Besonders an den Tagen der narrativ biblischen Einzelexerzitien mit Erik spürte ich die Einladung Gottes, die Mitte meines Lebens mit mir teilen zu wollen. Dort lernte ich mehr und mehr Schritte zu gehen, die Entfaltung ermöglichten und mein Herz dehnten. Ähnlich jener Erfahrung bei der Hochzeit zu Kanaa schmeckte das Wasser des Alltags und der Mühsal danach unverhofft und überraschend nach dem beliebten Wein aus den Steillagen meiner Heimat an der Mosel.

Vermutlich liegt es in der Natur der Quelle, dass sie erst dann am Ziel ist, wenn sie die Weite des Meeres erreicht hat.

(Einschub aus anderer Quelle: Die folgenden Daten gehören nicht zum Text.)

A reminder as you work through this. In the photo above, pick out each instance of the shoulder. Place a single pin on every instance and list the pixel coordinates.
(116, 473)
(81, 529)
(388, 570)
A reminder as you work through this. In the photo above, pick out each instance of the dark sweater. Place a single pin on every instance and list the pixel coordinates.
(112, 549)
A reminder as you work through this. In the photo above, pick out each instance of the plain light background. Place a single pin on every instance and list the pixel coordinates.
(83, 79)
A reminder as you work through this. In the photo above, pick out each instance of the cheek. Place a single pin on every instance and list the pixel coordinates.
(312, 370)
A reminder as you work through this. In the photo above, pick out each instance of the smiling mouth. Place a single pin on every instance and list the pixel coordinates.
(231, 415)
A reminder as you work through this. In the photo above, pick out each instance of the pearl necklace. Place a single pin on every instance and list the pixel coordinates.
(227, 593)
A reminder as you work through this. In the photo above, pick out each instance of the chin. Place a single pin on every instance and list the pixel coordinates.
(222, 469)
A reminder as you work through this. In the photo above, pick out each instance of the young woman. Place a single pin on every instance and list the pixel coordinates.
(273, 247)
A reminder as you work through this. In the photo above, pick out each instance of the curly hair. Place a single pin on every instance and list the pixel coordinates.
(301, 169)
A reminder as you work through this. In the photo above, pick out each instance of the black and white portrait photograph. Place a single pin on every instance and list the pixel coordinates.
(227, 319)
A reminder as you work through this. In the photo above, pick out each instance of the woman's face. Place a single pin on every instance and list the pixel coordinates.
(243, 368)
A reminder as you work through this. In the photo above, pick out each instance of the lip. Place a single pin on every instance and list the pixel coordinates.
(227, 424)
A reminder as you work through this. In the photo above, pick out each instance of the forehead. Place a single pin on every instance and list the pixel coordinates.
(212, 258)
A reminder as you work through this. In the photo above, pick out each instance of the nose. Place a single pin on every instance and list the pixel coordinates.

Seit den Jahren, als Erik unser Lehrer war und uns die Schritte und Wege gehen ließ, um selbst Erzählerinnen Gottes zu werden, erlebe ich, das der Fluss meines Lebens weiter und tiefer geworden ist. Und ja, es fühlt sich so an, dass er dem Meer entgegen fließt.

Und ich leugne nicht: Es ist mühsam und braucht sehr viel Ausdauer und Zeit, lebendige Quellen zu suchen und ihr fließendes Wasser zu schöpfen, um damit den Durst des Herzens zu stillen. Doch dieses Wasser ist wie das Wasser, auf dem Jesus seinen Freunden entgegen kam. Es ist in der Tat »begehbar«! Es ermöglicht so viel Leben, im Sinne Gottes Leben in Fülle, dass es jede Mühe wert ist.

Rosemarie Monnerjahn und Erik Riechers danke ich für ihre Leidenschaft,

Menschen die Geschichten Gottes ans Herz zu legen und dafür,

dass dadurch mein Leben eine gute Geschichte geworden ist.